Boyd, which operates 28 non-tribal casinos in 10 states, does not have a casino in Northern Nevada. Smith said it’s too early to say how many of Sky River customers have ventured to Boyd’s 10 properties in Southern Nevada.
In the third quarter, Boyd’s overall revenue grew 3 percent from a year ago to $903.2 million. But the largest segment increase, 72.5 percent, came from the more than $90.3 million produced via online operations.
Smith said 90 percent of the online total came from the company’s share in its 5 percent ownership stake in FanDuel, which battles DraftKings as one of the nation’s top two sports betting operators. FanDuel is not connected with Boyd’s sports betting in Nevada but manages the business for Boyd’s casinos in eight of its nine states. Missouri, where Boyd has two casinos, has not legalized sports betting.
Smith said the expected launch this month of ESPN into the competitive sports betting landscape, through a partnership with Penn Entertainment, will be “interesting to watch.”
Boyd has online gaming casinos in two states — Pennsylvania and New Jersey. Smith said the rollout of online casinos in new states has been slow because “we're at the mercy of state legislators to decide if they want to approve this.”
He’s hopeful it will gain traction over time.
“Others had a view that this would be like sports betting and explode across the country,” Smith said of the activity that expanded to 35 states and Washington, D.C. in just five years. “It's been slower to roll out for a variety of reasons. I think it will pick up steam in the future.”
No update on the potential sale of IGT’s gaming and digital businesses
International Game Technology (IGT) CEO Vincent Sadusky said the market is always open “for assets that are high quality” when asked Tuesday about a potential sale of the company’s slot machine division and digital gaming operations.
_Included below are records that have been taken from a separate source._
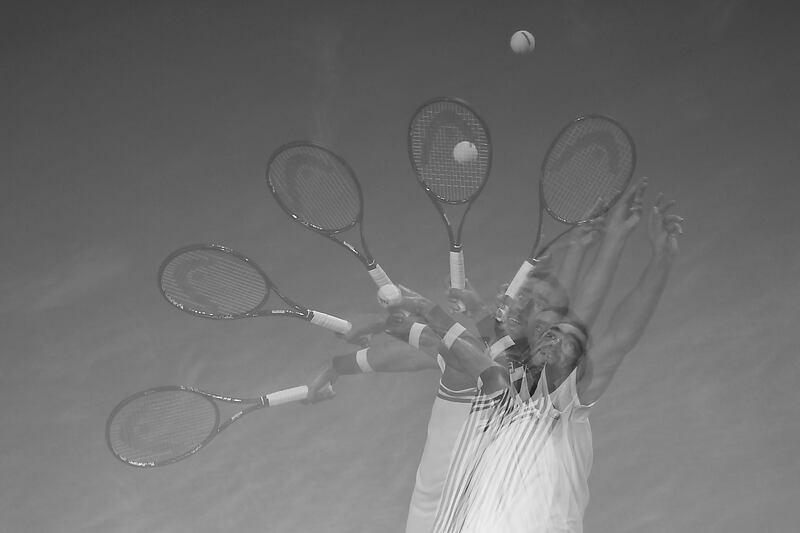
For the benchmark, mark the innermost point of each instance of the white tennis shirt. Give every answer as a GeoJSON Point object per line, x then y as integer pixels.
{"type": "Point", "coordinates": [520, 466]}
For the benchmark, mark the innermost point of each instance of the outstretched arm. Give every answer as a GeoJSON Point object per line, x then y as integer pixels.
{"type": "Point", "coordinates": [630, 318]}
{"type": "Point", "coordinates": [622, 218]}
{"type": "Point", "coordinates": [391, 356]}
{"type": "Point", "coordinates": [465, 351]}
{"type": "Point", "coordinates": [580, 241]}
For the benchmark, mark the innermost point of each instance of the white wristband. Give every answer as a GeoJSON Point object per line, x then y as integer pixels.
{"type": "Point", "coordinates": [362, 362]}
{"type": "Point", "coordinates": [415, 333]}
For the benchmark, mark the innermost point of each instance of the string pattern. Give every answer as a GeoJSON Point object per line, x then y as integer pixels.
{"type": "Point", "coordinates": [316, 187]}
{"type": "Point", "coordinates": [213, 283]}
{"type": "Point", "coordinates": [161, 426]}
{"type": "Point", "coordinates": [591, 161]}
{"type": "Point", "coordinates": [434, 132]}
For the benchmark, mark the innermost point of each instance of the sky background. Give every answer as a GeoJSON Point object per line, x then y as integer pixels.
{"type": "Point", "coordinates": [133, 128]}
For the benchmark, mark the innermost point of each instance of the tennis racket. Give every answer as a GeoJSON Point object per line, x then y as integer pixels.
{"type": "Point", "coordinates": [160, 426]}
{"type": "Point", "coordinates": [318, 189]}
{"type": "Point", "coordinates": [212, 281]}
{"type": "Point", "coordinates": [451, 153]}
{"type": "Point", "coordinates": [590, 163]}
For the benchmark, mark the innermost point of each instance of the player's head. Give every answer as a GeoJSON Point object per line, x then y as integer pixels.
{"type": "Point", "coordinates": [541, 301]}
{"type": "Point", "coordinates": [562, 344]}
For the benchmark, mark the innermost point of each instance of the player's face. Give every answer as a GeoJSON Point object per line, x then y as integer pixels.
{"type": "Point", "coordinates": [539, 323]}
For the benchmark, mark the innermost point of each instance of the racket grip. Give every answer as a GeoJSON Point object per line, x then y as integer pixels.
{"type": "Point", "coordinates": [519, 278]}
{"type": "Point", "coordinates": [457, 273]}
{"type": "Point", "coordinates": [295, 394]}
{"type": "Point", "coordinates": [331, 322]}
{"type": "Point", "coordinates": [458, 278]}
{"type": "Point", "coordinates": [379, 276]}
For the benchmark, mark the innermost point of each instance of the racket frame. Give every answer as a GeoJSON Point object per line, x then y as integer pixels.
{"type": "Point", "coordinates": [365, 256]}
{"type": "Point", "coordinates": [295, 310]}
{"type": "Point", "coordinates": [293, 394]}
{"type": "Point", "coordinates": [457, 275]}
{"type": "Point", "coordinates": [454, 235]}
{"type": "Point", "coordinates": [536, 252]}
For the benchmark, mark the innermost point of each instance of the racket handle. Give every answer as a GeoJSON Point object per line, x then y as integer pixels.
{"type": "Point", "coordinates": [330, 322]}
{"type": "Point", "coordinates": [519, 278]}
{"type": "Point", "coordinates": [457, 273]}
{"type": "Point", "coordinates": [295, 394]}
{"type": "Point", "coordinates": [458, 276]}
{"type": "Point", "coordinates": [379, 276]}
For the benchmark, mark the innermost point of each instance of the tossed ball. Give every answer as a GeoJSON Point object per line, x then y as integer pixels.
{"type": "Point", "coordinates": [522, 42]}
{"type": "Point", "coordinates": [465, 152]}
{"type": "Point", "coordinates": [389, 295]}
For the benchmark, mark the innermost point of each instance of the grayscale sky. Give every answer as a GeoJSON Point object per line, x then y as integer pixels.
{"type": "Point", "coordinates": [133, 128]}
But there was not much news to report following an announcement in June that IGT was “evaluating strategic alternatives” for the two businesses.
IGT, which is headquartered in Italy but maintains a small corporate office in Las Vegas and a manufacturing facility in Reno, may be looking to focus on its worldwide lottery division and cut loose the gaming operations, which include its sports betting platform.
IGT generates more than 64 percent of its revenue from its worldwide lottery business. In 2015, lottery giant GTECH acquired casino-centric IGT in a $6.4 billion buyout with the combined company taking on the IGT name.
“There's not a lot of high-quality assets in the marketplace and the capital markets are open,” Sadusky said in response to an analyst question on IGT’s third-quarter conference call.
Sadusky said IGT has strong feelings toward the value of the slot machine business.
“We'll go through the process and make a determination ultimately as to what we think is the best alternative for our sole goal, which is to maximize shareholder value,” he said.